Function returning 2 columns evaluated twice when both columns are needed

Started by Gerhard Wiesingerover 16 years ago11 messagesgeneral
Jump to latest
#1Gerhard Wiesinger
lists@wiesinger.com

Hello,

I'm having a problem with the following:
CREATE TYPE Sums AS (sum_m1 double precision, sum_m2 double precision);
CREATE TYPE date_m1_m2 AS (cur_date date, sum_m1 double precision, sum_m2 double precision);

CREATE OR REPLACE FUNCTION getSums(IN start_ts timestamp with time
zone, IN stop_ts timestamp with time zone) RETURNS Sums AS $$
...

CREATE OR REPLACE FUNCTION getsumInterval(date, date) RETURNS SETOF date_m1_m2 AS $$
SELECT
cur_date,
(getSums(start_ts, stop_ts)).* -- No optimal since function is evaluated 2 times => 24s
-- getSums(start_ts, stop_ts) -- in one column and not usable as I need 2 columns, but takes only 12s
FROM
getDatesTimestamps($1, $2)
;
$$ LANGUAGE SQL;

Since getSums() is a cursor and is complex and takes long time getSums
should only be evaluated once. Is there a better solution available to
get both columns from the function in the select?

Thnx.

Ciao,
Gerhard

--
http://www.wiesinger.com/

#2Tom Lane
tgl@sss.pgh.pa.us
In reply to: Gerhard Wiesinger (#1)
Re: Function returning 2 columns evaluated twice when both columns are needed

Gerhard Wiesinger <lists@wiesinger.com> writes:

Since getSums() is a cursor and is complex and takes long time getSums
should only be evaluated once. Is there a better solution available to
get both columns from the function in the select?
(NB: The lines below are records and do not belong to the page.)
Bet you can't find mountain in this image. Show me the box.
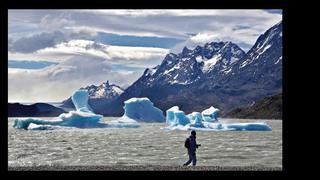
[8,103,65,117]
[61,81,123,109]
[74,22,282,116]
[226,93,282,119]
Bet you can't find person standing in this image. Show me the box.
[183,130,201,166]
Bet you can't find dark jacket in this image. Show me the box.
[188,135,198,152]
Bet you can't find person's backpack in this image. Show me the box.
[184,138,190,149]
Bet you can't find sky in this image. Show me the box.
[8,9,282,102]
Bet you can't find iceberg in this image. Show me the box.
[190,112,205,128]
[166,106,179,126]
[166,106,190,126]
[119,97,165,122]
[13,90,139,130]
[201,106,219,122]
[161,106,271,131]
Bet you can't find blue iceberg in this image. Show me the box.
[166,106,190,126]
[201,106,219,122]
[162,106,271,131]
[13,90,139,130]
[119,97,165,122]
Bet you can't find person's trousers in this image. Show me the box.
[184,152,197,166]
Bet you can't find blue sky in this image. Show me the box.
[8,9,282,102]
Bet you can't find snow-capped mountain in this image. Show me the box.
[71,22,282,116]
[138,42,245,87]
[80,81,123,100]
[61,81,124,110]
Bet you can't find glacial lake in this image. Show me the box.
[8,117,282,167]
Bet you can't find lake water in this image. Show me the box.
[8,117,282,167]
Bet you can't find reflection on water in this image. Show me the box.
[8,117,282,167]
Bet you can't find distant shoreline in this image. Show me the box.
[8,165,282,171]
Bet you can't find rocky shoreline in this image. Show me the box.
[8,165,282,171]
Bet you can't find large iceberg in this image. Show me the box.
[162,106,271,131]
[13,90,139,130]
[119,97,165,122]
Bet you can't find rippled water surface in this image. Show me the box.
[8,117,282,167]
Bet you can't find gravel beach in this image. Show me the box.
[8,165,282,171]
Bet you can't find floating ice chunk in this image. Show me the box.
[174,110,190,125]
[161,106,271,131]
[190,112,204,128]
[201,106,219,122]
[28,123,59,130]
[166,106,179,126]
[13,118,62,129]
[123,98,165,122]
[13,90,103,130]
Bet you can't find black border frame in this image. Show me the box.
[0,0,292,178]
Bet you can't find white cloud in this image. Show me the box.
[8,56,141,102]
[8,9,282,101]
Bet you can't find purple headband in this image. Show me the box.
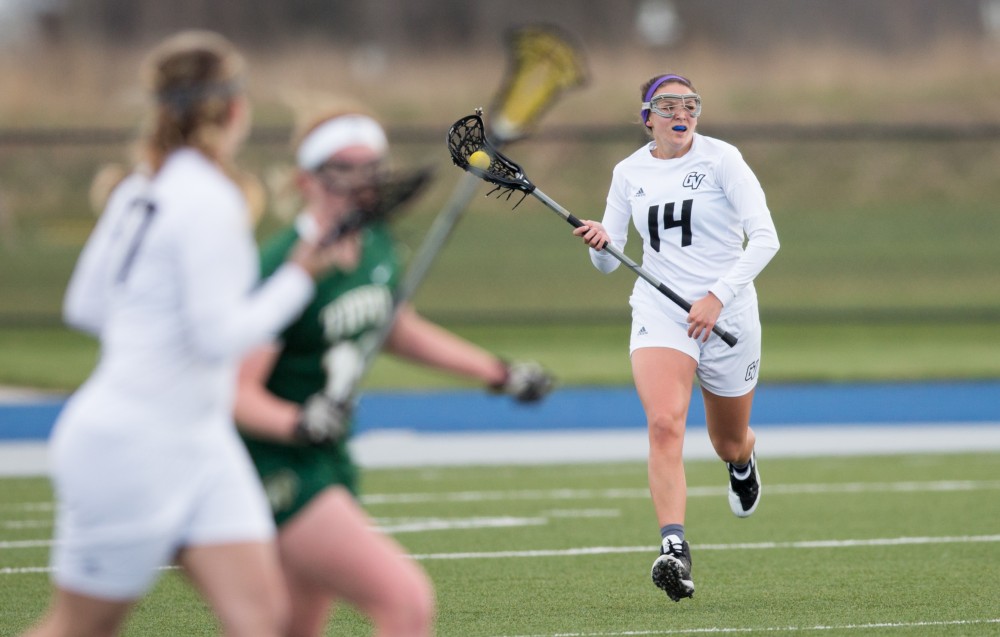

You need a sub-select, along the lines of

SELECT
cur_date,
(gs).sum_m1,
(gs).sum_m2
FROM
(
SELECT
cur_date,
getSums(start_ts, stop_ts) AS gs
FROM
getDatesTimestamps($1, $2)
OFFSET 0
) AS ss
;

The OFFSET bit is a kluge, but is needed to keep the planner from
flattening the subquery and undoing your work.

regards, tom lane

#3Gerhard Wiesinger
lists@wiesinger.com
In reply to: Tom Lane (#2)
Re: Function returning 2 columns evaluated twice when both columns are needed

On Sun, 18 Oct 2009, Tom Lane wrote:

Gerhard Wiesinger <lists@wiesinger.com> writes:

Since getSums() is a cursor and is complex and takes long time getSums
should only be evaluated once. Is there a better solution available to
get both columns from the function in the select?

You need a sub-select, along the lines of

SELECT
cur_date,
(gs).sum_m1,
(gs).sum_m2
FROM
(
SELECT
cur_date,
getSums(start_ts, stop_ts) AS gs
FROM
getDatesTimestamps($1, $2)
OFFSET 0
) AS ss
;

The OFFSET bit is a kluge, but is needed to keep the planner from
flattening the subquery and undoing your work.

Thnx Tom. It also works without the OFFSET kludge. Any ideas why?
Looks also reasonable to me because there is no SETOF returned.

BTW: Why is the function in the original statement evaluated twice? On
"SELECT table.*" I guess query is also executed once and not n times (for
each column).

PG is version 8.3.8.

Thnx.

Ciao,
Gerhard

#4Tom Lane
tgl@sss.pgh.pa.us
In reply to: Gerhard Wiesinger (#3)
Re: Function returning 2 columns evaluated twice when both columns are needed

Gerhard Wiesinger <lists@wiesinger.com> writes:

On Sun, 18 Oct 2009, Tom Lane wrote:

The OFFSET bit is a kluge, but is needed to keep the planner from
flattening the subquery and undoing your work.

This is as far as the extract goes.